Kay Bratt, Child Advocate and Author

Kay Bratt
As I sit outside my American home enjoying the many stars in the sky and comfortable summer night, I can’t help but feel as if the last five years in China was but a dream. Did I really become an insider to a place only few outsiders are allowed? Were those memories of holding unkempt but dear children in my arms real? I know my mind would like for me to forget the many small faces I knew, but my heart will never allow it. In my sleep, I pace up and down those familiar halls of the orphanage, calling out to the ghost-like children. They hover near but never close enough to touch. During my hours of unrest, I wonder what they are doing at that same moment and marvel that our lives are now like two different worlds. Do those left behind remember me or wonder why I haven’t returned? Or to them, am I just another person in their life to abandon them and move on?

For the four years my family lived in China as an expatriate family, I was a Meiguoren Mama (American mother) to many at the gueryuan (orphanage). Because the directors looked forward to what monetary gifts our team of foreigners could bring in for the facility, they allowed us into their midst for limited hours each day. For me, it was a chance to fulfill a dream I’d always had of working with children. My team of women from all over the world— in China for the same reason as I, to accompany their husbands during their international work projects— nurtured some who would not make it past their first year, or even their first month. I struggled to show by example the way a child should be cared for and silently pleaded with the staff to follow my lead. I bonded with many nannies and felt remorse for the resentment I felt towards them when they were only trying to do their job and make it through their not-so-lucky lives. It didn’t take me long to become smitten with children who were not mine, to desire for them the things I would want for my own; a future and a family who would love and protect them. In my tenure, many children found that home and went on to live with their forever families—but many did not and I was determined to make their lives as comfortable as possible in the circumstances that fate had dealt them.

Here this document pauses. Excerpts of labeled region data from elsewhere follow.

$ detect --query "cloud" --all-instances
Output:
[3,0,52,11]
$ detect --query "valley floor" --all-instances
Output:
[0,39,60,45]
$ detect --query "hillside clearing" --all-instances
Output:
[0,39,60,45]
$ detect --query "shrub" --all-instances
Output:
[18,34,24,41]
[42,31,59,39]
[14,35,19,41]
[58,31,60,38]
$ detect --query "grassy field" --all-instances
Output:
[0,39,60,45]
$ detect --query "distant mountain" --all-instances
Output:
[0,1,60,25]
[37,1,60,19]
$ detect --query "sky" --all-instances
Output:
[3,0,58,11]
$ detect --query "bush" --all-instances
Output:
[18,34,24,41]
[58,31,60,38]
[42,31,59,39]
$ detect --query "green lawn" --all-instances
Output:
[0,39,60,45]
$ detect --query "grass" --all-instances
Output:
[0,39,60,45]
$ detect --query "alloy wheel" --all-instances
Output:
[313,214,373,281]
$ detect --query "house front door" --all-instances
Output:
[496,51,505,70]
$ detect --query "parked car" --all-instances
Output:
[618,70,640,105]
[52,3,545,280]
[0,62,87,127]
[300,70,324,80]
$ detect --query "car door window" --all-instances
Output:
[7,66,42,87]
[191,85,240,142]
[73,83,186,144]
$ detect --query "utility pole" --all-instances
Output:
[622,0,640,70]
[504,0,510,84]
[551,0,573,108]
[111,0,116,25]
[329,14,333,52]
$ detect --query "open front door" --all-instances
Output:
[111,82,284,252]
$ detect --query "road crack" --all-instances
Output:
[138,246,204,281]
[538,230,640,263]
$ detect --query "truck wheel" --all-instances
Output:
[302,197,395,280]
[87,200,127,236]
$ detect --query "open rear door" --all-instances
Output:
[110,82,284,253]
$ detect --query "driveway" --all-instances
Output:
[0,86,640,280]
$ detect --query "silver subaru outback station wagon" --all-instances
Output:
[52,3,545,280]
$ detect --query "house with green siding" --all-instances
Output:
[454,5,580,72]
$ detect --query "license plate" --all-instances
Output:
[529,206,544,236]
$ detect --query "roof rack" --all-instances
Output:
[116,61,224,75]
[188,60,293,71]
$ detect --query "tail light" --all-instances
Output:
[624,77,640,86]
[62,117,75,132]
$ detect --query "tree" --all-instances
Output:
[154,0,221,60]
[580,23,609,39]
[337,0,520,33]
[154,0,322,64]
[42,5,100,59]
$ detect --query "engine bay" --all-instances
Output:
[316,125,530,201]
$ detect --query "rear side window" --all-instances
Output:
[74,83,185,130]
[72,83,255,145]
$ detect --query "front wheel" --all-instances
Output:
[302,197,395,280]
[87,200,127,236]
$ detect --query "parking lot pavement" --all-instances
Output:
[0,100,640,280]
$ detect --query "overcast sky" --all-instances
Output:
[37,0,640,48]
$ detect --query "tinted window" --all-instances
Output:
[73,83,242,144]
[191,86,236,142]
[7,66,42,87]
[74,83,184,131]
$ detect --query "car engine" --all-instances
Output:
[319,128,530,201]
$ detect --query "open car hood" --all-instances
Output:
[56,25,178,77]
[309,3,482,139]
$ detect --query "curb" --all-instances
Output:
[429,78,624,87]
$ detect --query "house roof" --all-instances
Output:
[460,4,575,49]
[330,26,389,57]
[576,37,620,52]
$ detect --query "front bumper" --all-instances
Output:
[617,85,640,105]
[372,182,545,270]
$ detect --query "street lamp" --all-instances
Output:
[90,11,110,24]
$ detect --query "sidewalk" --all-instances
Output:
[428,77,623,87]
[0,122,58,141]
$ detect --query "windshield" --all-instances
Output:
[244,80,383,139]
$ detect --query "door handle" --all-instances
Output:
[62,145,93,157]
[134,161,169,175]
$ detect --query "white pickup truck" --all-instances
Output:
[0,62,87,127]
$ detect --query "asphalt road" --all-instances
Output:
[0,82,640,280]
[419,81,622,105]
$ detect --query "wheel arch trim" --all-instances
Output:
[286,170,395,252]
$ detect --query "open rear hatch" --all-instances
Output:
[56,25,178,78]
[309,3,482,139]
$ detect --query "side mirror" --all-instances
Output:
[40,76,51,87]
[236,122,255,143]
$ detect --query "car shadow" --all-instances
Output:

How many times my sadness was bottled up inside me, only allowed to be released after I left the institution grounds, so I would not jeopardize my precarious position as a foreign volunteer. As my time there in the ancient but modernized city grew long, I came to realize many truths. I became educated on the harshness of reality in an orphanage. It started to make sense to me why the nannies strap the babies into their beds during the cold, winter months. I finally understood the lack of emotion they showed as they handled each child for a feeding or bath. I felt the desperation they felt at the heaviness of the poverty that surrounded them like cloaks.

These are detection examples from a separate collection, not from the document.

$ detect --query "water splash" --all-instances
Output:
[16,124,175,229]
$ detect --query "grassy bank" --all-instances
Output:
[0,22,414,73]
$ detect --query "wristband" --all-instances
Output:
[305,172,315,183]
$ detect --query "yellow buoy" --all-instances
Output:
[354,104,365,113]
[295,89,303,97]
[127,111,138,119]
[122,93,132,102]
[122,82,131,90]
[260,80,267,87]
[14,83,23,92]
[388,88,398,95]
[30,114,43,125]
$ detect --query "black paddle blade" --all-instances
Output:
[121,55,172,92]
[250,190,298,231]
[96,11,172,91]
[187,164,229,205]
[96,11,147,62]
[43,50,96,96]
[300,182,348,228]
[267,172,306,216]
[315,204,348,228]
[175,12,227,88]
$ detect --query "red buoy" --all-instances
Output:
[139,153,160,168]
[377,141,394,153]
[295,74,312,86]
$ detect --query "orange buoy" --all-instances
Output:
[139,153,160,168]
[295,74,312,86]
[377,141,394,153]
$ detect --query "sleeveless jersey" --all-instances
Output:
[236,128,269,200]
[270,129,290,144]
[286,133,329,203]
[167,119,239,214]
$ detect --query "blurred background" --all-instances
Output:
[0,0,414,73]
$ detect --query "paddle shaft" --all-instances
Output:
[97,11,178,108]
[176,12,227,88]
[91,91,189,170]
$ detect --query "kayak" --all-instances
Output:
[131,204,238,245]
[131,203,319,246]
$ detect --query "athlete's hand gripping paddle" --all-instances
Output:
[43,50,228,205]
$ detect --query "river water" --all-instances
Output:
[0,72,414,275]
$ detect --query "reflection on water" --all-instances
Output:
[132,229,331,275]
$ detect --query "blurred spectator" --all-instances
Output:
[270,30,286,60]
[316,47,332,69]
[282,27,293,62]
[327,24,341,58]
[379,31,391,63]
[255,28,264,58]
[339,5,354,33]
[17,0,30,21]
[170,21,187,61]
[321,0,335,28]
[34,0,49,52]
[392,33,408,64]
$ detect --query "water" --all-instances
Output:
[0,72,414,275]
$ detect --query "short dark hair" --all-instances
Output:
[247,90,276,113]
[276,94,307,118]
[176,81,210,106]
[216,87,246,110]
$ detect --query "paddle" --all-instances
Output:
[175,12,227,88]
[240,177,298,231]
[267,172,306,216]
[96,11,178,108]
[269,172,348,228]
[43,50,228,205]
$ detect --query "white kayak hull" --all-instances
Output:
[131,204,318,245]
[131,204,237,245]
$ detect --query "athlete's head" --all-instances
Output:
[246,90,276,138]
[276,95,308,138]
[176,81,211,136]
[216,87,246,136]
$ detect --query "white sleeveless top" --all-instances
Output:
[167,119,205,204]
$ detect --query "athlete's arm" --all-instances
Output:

I could empathize but still felt driven to make changes—and make changes we did. With the support of a few non-profit organizations, but mostly from concerned foreigners living in the Chinese city as expatriates, we were able to make many contributions to the care of the children. Gone was the row of beds that held fragile infants who were deemed no longer worth feeding. Gone was the pitiful rags used as diapers. Gone was the exhaustion of the nannies that were caring for too many bodies with too few hands. Gone was the feeling of oppression that had pervaded every corner of the over-crowded rooms of children. In time, I started to see small touches of affection some of the nannies demonstrated covertly. I learned there is hope in every circumstance. I learned never to judge someone until you have walked a mile in her shoes. What I ponder now is how many more institutes need a helping hand or an understanding nod. What will it take to convince them to grab the olive branch we are offering?

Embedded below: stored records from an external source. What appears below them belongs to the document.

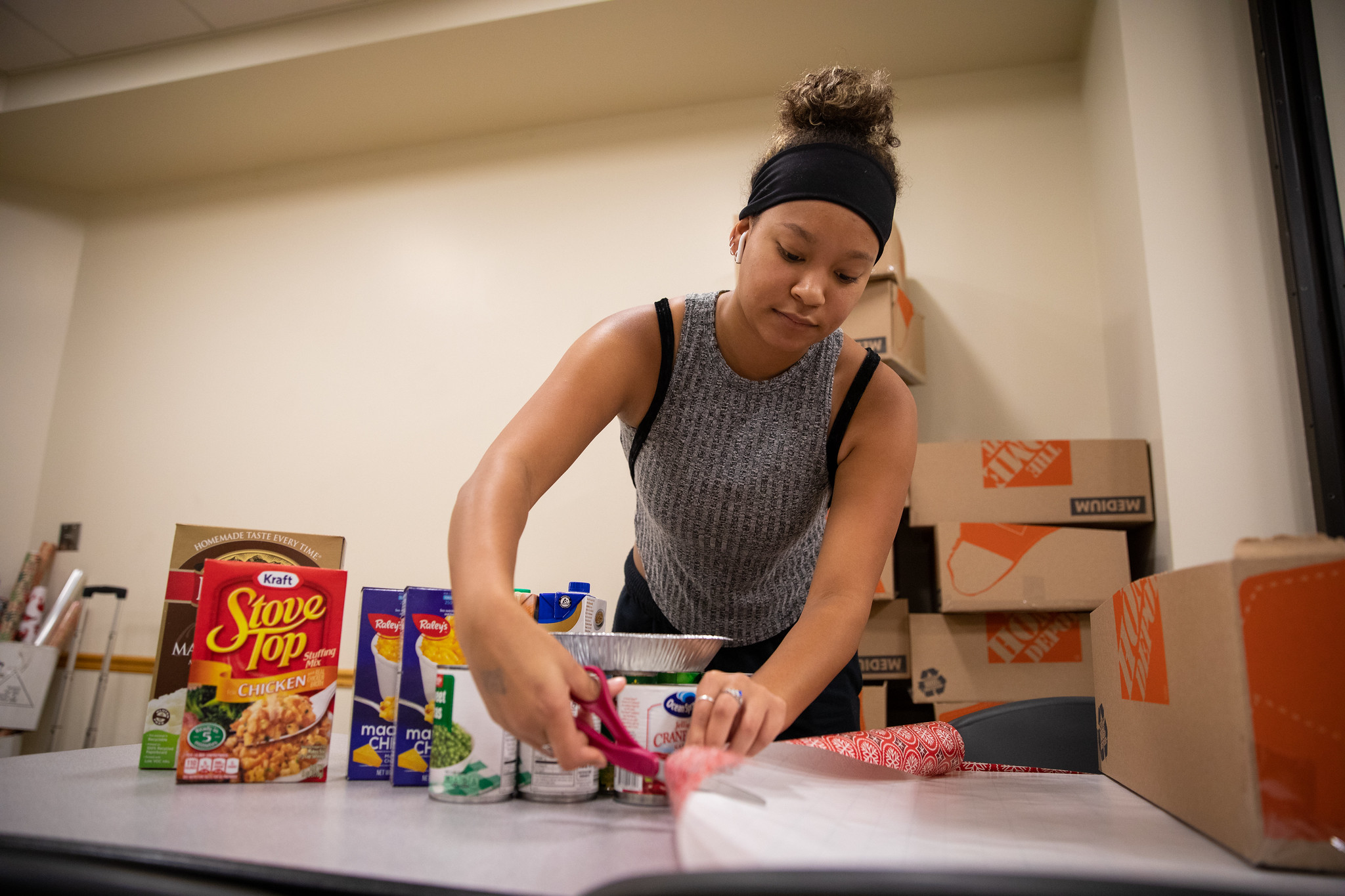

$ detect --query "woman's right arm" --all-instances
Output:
[448,307,661,769]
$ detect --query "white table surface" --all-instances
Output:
[0,733,676,895]
[676,744,1345,895]
[0,735,1345,895]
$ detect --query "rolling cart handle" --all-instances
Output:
[83,584,127,601]
[83,584,127,750]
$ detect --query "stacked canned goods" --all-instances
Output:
[429,666,518,803]
[613,672,701,806]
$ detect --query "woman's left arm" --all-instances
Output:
[688,354,916,756]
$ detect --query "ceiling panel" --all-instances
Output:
[0,0,1092,192]
[0,7,70,71]
[4,0,209,56]
[183,0,368,28]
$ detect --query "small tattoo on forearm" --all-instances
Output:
[476,669,504,694]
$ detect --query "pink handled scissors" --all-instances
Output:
[570,666,666,780]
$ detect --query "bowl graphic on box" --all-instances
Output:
[368,634,402,700]
[416,628,467,704]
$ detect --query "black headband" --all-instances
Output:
[738,144,897,255]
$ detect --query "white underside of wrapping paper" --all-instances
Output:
[676,743,1345,893]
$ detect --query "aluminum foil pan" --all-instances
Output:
[554,631,729,672]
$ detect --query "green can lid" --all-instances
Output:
[656,672,701,685]
[621,674,659,685]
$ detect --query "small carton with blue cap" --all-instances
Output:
[537,582,607,634]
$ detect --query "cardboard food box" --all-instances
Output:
[873,551,897,601]
[860,598,910,680]
[177,560,345,783]
[140,523,345,769]
[1092,536,1345,872]
[345,588,402,780]
[391,587,467,787]
[910,439,1154,529]
[910,612,1093,702]
[933,523,1130,612]
[842,278,925,385]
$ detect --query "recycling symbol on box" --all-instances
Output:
[919,669,948,697]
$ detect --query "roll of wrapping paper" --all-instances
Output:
[0,551,41,641]
[789,721,1087,778]
[788,721,967,778]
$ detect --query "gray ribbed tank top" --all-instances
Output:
[621,293,843,645]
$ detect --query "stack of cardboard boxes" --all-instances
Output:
[896,439,1154,721]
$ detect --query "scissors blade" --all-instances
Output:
[697,777,765,806]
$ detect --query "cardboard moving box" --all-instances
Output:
[910,439,1154,529]
[933,523,1130,612]
[842,278,925,385]
[860,598,910,678]
[910,612,1093,702]
[1092,538,1345,872]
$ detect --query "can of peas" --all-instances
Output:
[429,666,518,803]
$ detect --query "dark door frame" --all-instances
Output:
[1248,0,1345,536]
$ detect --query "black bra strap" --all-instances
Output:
[629,298,672,482]
[827,348,879,503]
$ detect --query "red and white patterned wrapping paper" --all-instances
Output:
[789,721,967,778]
[789,721,1087,778]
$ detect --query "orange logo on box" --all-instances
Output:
[986,612,1084,662]
[944,523,1060,598]
[1237,560,1345,842]
[1111,578,1168,704]
[981,440,1074,489]
[897,286,916,329]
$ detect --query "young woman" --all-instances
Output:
[448,67,916,767]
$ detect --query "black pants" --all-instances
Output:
[612,551,864,740]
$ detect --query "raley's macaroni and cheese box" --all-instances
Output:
[910,612,1093,702]
[177,560,345,783]
[933,523,1130,612]
[1092,536,1345,873]
[537,582,607,634]
[393,587,467,787]
[910,439,1154,529]
[345,588,402,780]
[860,598,910,678]
[841,278,925,385]
[140,523,345,769]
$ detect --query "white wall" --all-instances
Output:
[897,64,1111,442]
[1088,0,1315,567]
[26,66,1109,736]
[0,192,83,598]
[1083,3,1172,570]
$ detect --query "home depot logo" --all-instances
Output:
[1111,578,1168,704]
[981,440,1074,489]
[986,612,1084,662]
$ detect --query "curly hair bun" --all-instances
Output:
[780,66,901,148]
[756,66,901,191]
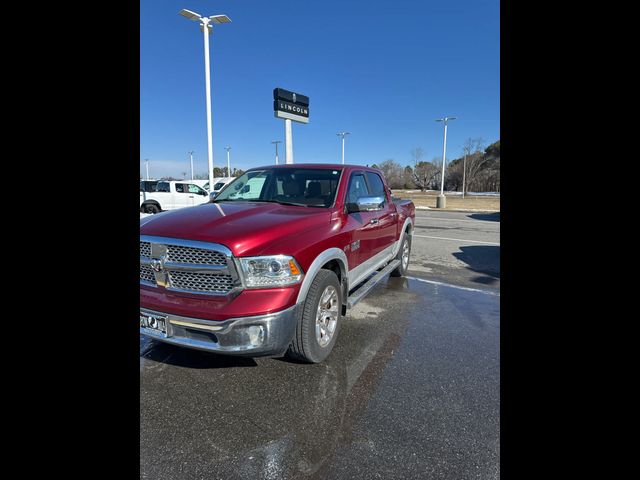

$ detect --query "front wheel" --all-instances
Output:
[391,232,411,277]
[287,270,342,363]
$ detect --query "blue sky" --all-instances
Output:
[140,0,500,178]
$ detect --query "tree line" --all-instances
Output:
[372,138,500,192]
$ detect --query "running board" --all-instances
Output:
[347,260,400,308]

How does it happen that one tall, blonde American walks through the gate of a Chinese orphanage and integrates so smoothly that she is treated as one of the staff? How does she and her team work their way under the frustrating red tape to pull many children through the cloud of impending disaster? I never intended to write a book about my experiences. Before now, I only shared what I’d experienced with a chosen few. However, in time I came to believe that a first-hand account of what really goes on beyond those mysterious walls can only benefit the children—perhaps convince institutions to make changes. I call my story A Journey of Hope. In the dictionary, hope is described as such: A desire of some good, accompanied with an expectation of obtaining it, or a belief that it is obtainable. It is that definition of hope that kept me returning to the children year after year. I hoped that in the end, we could change the environment from one of institutional life to one of a loving children’s home. It is my wish that my story will bring inspiration and awareness to many people around the world, perhaps prompting them to contribute in some way to children in need.

Kay Bratt grew up in the Midwest as the child of a broken home and later, a survivor of abuse. Facing these obstacles in her own life instilled in Kay a passionate drive to fight for those that had been dealt an unfair hand. Upon arriving in China on an expatriate assignment with her husband in 2003, she was immediately drawn to the cause of China’s forgotten orphans. Moved beyond tears by the stories of these children, she promised to give them the voice they did not have. In 2008, she self-published her memoir Silent Tears: A Journey of Hope in a Chinese Orphanage to do just that. With the help of her readers, Kay continues to raise awareness and advocate for at-risk children. In China, she was honored with the 2006 Pride of the City award for her humanitarian work. She is the found of the Mifan Mommy Club, an online organization which provides rice for children in China’s orphanages, and is also an active volunteer for Court Appointed Special Advocates (CASA) for abused and neglected children. Kay currently resides in Georgia with her husband and daughter.